Dr. Montessori's philosophy has remained true into the 21st century. "It is true we cannot make a genius," Montessori once wrote, "We can only give each individual the chance to fulfill his potential in becoming an independent, secure and balanced human being."
"The child can only develop by means of experience in his environment. We call such experience 'work'."
Habits and skills developed in a Montessori classroom remain for a lifetime.
Here are a few well-known people who remember their Montessori School connections and consider their experiences there vital.
• Anne Frank's famous diary was a natural extension of Anne's Montessori elementary school experience.
• Annie Sullivan, Helen Keller's teacher, corresponded with Dr. Montessori about teaching methods.
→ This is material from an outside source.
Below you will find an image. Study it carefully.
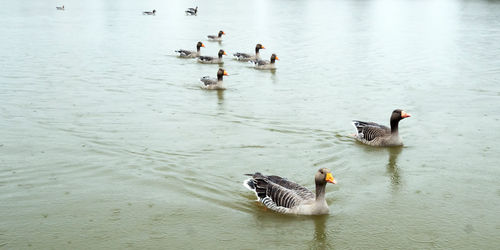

• Alice Waters, the chef of Chez Panisse fame and creator of The Editable Schoolyard project, was a Montessori teacher.
• Julia Child, the cook and writer who taught Americans to love, prepare and pronounce French dishes, attended Montessori school.
• Peter Drucher, the business guru who is said to be one of the most important thinkers of the 20th century, was a Montessori student.
• Larry Page and Sergei Brin, founders of Google, Jeff Bezos, founder of Amazon, and Steve Case of America Online all credit their creative success to Montessori schooling.
Montesorri schools are focused on helping children become self-directed individuals who make a difference in their families, their communities and the world.